Overview

The Social Apps Lab at CITRIS was created by James Holston (Anthropology) and Greg Niemeyer (Art Practice and New Media Studies), both professors at the University of California, Berkeley.

The Lab engages social science – especially anthropological investigation – computer science, and aspects of gameplay to identify urban social problems that mobile and web applications can productively address by reformulating the terms of democratic assembly and civic action. Its objective is both to study this potential critically and to produce apps that generate new opportunities for users to rethink and re-enact their citizenship.

The Social Apps Lab develops initiatives in research, teaching, and software design. Recently, it has focused on designing apps for health, urban infrastructure, participatory citizenship, and social engagement. It is supported at UC Berkeley by CITRIS and the Division of Social Sciences and receives external funding for its projects from such sponsors as the UBS Optimus Foundation, the Bill and Melinda Gates Foundation, and the Carlos Slim Institute for Health. Its activities bring into active collaboration people, research, and product design from the humanities, social sciences, and engineering and provides interdisciplinary opportunities for undergraduate and graduate students, postdocs, visiting scholars, and affiliated faculty.

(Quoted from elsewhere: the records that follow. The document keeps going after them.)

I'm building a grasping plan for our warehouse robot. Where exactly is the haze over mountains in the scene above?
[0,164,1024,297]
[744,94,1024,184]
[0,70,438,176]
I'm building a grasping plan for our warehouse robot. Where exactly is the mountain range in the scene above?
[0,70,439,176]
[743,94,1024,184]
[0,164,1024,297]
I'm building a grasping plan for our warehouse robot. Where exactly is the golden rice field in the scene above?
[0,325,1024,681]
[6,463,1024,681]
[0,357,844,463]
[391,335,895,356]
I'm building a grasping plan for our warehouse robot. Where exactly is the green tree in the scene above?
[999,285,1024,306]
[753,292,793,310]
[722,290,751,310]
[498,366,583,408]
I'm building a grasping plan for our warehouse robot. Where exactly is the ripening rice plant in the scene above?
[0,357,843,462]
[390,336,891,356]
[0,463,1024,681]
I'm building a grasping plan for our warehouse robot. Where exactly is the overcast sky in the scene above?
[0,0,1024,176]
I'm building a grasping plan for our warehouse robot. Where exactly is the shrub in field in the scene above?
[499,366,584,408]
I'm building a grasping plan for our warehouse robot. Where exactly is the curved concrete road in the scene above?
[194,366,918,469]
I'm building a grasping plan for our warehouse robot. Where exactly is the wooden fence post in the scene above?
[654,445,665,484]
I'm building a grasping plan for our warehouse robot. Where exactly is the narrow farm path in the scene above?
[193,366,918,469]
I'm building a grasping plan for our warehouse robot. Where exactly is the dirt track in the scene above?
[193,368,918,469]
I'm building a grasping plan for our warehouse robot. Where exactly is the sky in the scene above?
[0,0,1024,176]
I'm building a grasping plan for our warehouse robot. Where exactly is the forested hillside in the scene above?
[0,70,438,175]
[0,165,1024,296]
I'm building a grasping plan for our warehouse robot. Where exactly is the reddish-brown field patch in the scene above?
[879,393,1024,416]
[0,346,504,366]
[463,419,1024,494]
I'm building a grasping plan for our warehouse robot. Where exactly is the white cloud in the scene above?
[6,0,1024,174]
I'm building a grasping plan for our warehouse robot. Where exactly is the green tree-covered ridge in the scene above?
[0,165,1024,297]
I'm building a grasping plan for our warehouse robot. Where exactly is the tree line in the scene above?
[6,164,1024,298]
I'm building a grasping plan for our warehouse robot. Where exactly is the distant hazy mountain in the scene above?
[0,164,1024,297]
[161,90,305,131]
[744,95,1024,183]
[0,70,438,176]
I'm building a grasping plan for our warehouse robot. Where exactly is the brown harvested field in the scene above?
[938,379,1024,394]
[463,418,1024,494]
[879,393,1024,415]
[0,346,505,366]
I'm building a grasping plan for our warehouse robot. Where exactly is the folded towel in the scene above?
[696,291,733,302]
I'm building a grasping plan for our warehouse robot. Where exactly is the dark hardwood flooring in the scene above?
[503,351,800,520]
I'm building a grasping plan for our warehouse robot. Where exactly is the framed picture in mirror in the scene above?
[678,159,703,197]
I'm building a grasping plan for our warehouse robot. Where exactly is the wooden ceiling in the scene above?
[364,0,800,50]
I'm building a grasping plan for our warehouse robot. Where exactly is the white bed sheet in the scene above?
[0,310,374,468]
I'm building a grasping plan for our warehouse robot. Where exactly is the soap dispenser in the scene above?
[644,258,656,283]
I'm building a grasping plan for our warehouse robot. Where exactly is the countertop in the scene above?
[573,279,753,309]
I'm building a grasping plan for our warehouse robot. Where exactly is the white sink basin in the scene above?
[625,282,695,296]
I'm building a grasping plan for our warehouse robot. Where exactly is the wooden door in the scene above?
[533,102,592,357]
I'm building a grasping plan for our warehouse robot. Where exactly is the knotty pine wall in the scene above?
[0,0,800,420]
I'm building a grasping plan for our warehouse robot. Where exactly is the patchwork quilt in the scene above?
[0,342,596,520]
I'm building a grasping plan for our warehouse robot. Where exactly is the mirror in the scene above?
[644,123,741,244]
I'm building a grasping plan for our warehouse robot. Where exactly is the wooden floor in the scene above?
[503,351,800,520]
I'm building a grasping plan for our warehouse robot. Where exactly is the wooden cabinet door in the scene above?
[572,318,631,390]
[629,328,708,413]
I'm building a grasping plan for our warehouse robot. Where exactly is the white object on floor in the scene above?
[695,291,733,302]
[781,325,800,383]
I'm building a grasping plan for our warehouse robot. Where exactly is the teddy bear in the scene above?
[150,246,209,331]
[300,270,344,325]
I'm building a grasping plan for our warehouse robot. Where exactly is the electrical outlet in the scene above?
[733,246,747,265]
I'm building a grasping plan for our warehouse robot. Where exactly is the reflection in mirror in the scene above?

The three research premises of the Social Apps Lab are:

1. To focus research on urban social issues that may be addressed through the development of new media technologies.

2. To develop research on the potential of web applications, mobile devices, and games to generate an active, critical engagement of citizens in social issues.

3. To use data generated during app use and game-play in the analysis of those issues.

The Lab’s research efforts focus on the contemporary city because it is the catalyst and relay of so many significant social issues and because urban populations have the highest concentration of cell phone use, encompassing a vast majority of residents in most cases.

A basic premise of the Lab is to create a research loop in urban detection, that is, to develop urban research that inspires the design of apps that, in turn, require players to investigate the city to solve app challenges. Thus, the Lab designs urban detection applications with game components that, for example, get players to explore their cities on foot, identify and eliminate pollutants and disease vectors, propose new uses for abandoned urban infrastructure, denounce institutional racism, and travel the historical layerings of time and space at specific urban sites. A second premise of the Lab’s research is that such app-driven explorations must have both practical and critical results: if they get people to exercise by walking, they do so in modes that challenge them to re-evaluate their assumptions and routines of city life. A third research premise is that players generate many kinds of scientifically significant data during app-play that reveal meaningful patterns of behavior, describe significant environmental conditions, and engage important ethical and political questions about the monitoring and use of signature digital data.

The Social Apps Lab coordinates a variety of teaching initiatives at UC Berkeley, including undergraduate and graduate courses, course threads, and undergraduate research apprenticeships during the academic year and the summer.

All the activities of Social Apps Lab have both a design and production component. The research investigates a problem with the aim of inspiring the design of an app that addresses it. The teaching combines reading, research, and design assignments while the design and production of the applications themselves emphasize teamwork; development of new mobile and web platform technologies; and implementation of supporting informational processes that advance collaborative investigation and data aggregation.